Even with this excellent value proposition, Al-Ghazi will continue to fine-tune its products. “There are always areas for improvement because one can never say you’ve reached the ideal point,” Shahid says. “That is our main focus. We’ve got to bring out a product that is excellent, one that everybody goes for, and there are no regrets once they have bought it.” Over the past two years, the company has sought further cost efficiencies.

It also encouraged vendors to bring forward their exact costs, itemising exchange rate and line prices of raw materials such as steel, labour costs and other overheads. In some cases, Al-Ghazi absorbed legitimate cost increases but on other items, they worked with vendors on more competitive prices.

Shahid says Al-Ghazi is now approaching what he sees as a strong level of vendor satisfaction and loyalty. “We’re happy because we are gradually getting there in terms of the quality of the product, the pricing and building capacity from there. It’s been a long haul. But we now have a closer bond with our vendors than ever before.”

“It’s been a long haul. But now we have a closer bond with our vendors than ever before.”

Al-Ghazi is willing to cut out suppliers who lack the financial health to supply at an acceptable quantity and quality. Shahid says it is an absolute must that standards are upheld. “That is one of the areas we’re working on and it takes time, but we are gradually moving in the right direction to bring down the number of vendors. The good vendors should remain with us and we will give them ample quantity so they feel their capacity is being utilised optimally.”

Meanwhile, the company’s plant in Dera Ghazi Khan continues to be a model of lean manufacturing. A technical collaboration with Case New Holland, the world’s leading manufacturer of agricultural equipment, has given it the capacity to produce 30,000 tractors each year.

As with the company, the plant has been a frequent award winner. The focus, though, remains on the plant, which has implemented a range of safety measures, eliminating the use of lead-based paint and improving ventilation, lighting and personal protective equipment to ensure a comfortable working environment for its employees. It also takes pride in the facility’s environmental friendliness, which recycles water for plant use, as well as selling scrap metal and wood.

Shahid Hussain, CEO and MD of Al-Ghazi Tractors

Any manufacturing facility is only as good as the components it uses, however, and Al-Ghazi has forged strong relationships with suppliers for elements such as casting parts and gears. It uses upwards of 95% domestic parts and Shahid ensures these partnerships remain strong by keeping in constant contact with suppliers and regularly meeting with them face-to-face.
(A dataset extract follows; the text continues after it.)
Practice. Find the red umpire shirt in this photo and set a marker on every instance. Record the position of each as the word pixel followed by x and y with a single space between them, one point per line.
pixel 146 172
One of Shahid’s main responsibilities is balancing the interests of the company’s shareholders and employees. He describes himself as a conduit between these two groups of stakeholders. “If I don’t put the issues of our staff forward, I feel like I’m doing an injustice to the people who are bending over backwards to bring this company to the level we want to reach.”

The most important element in moderating the sometimes competing interests of these two groups is acting with transparency and integrity at all times, Shahid explains.

“There are real and genuine issues here that must be resolved. But if you address them with a clear conscience, then things start automatically happening. It’s not rocket science.”